A failure in deductive failure that happened to me recently is a situation I encountered under my house. In this situation, I was in my living room next to the windows opening up to the main street and it was 1.30 am when we heard a lot of shouting and ambiguous words right under our window. In this situation I used the following proposition: If a person is largely drunk at 1.30 am then he shouts in the street and talks to himself in ambiguous language. However I failed to use valid deductive reasoning as I followed the incorrect situation if p then q, so I assumed if q then p. I automatically assumed that this was a drunken person who was carelessly shouting in the streets and talking to himself. However, when I later realized that it was a fight that broke up between our neighbors where one was black and the other was white.
• Then, in the context of your examples, explain the impediments (e.g., heuristic, bias, etc.) to each process (deductive and inductive), and suggest methods or techniques for improving each process
In this example, the major impediment that affected my reasoning was the availability heuristic where the most common explanation that easily came to my mind was that it must be a drunken person. In order to improve my thinking in such situations I much clearly recognize the fallacies that occur in deductive reasoning which include denying the antecedent and affirming the consequence. I should also always reassess my thinking in order to refute the confidence bias that gives us overconfidence in the conclusions we reach.
• A brief description of one failure of inductive reasoning that you observed or experienced in the past week or so, similar to those in the "Wason Selection Task" and "Typical Reasoning" experiments.
A very close example for failure in inductive reasoning happened while I was reading in the park this morning. All of a sudden I saw a lot of movement between the pigeons and they all flew away, it was then when I realized that an eagle has gone down on a pigeon and harmed it badly so it couldn't fly and was obviously continuing to poke it to get it dead. Then the strangest thing happened was that one pigeon (or as I saw it then), decided to make that eagle leave by flying across two trees that surrounded the dying pigeon back and forth, and each time she would fly very close but fast above the eagle as if it was going to poke him. Through all those observations I automatically thought that this pigeon should be his mate who will do anything and risk his life to save his mate. Unfortunately, I had wrongly induced this as I later found out that this flying bird wasn't even a pigeon.

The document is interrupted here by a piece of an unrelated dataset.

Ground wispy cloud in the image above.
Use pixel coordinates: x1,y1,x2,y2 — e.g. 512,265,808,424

• Then, in the context of your examples, explain the impediments (e.g., heuristic, bias, etc.) to each process (deductive and inductive), and suggest methods or techniques for improving each process,
In this example, I think the main impediment in my reasoning was the confirmation bias. I tried to focus on all observations that would confirm my conclusion. I thought: 1) she is the only pigeon that stayed so she must be his mate 2) she is risking her life in order to save the other pigeon so it must be her mate 3) She didn't give up at all and she did that for so long even after the pigeon actually fell dead, so it must have been her mate. In order to improve my inductive thinking I must concentrate very well on the observations I make and vary the views I am taking my observations from. Again, in order to avoid such overconfidence I should always re-assess my thinking and my conclusions.
Sternberg, R.J. (2009). Cognitive psychology, (5th ed.). Belmont, CA: Wadsworth, Cengage Learning.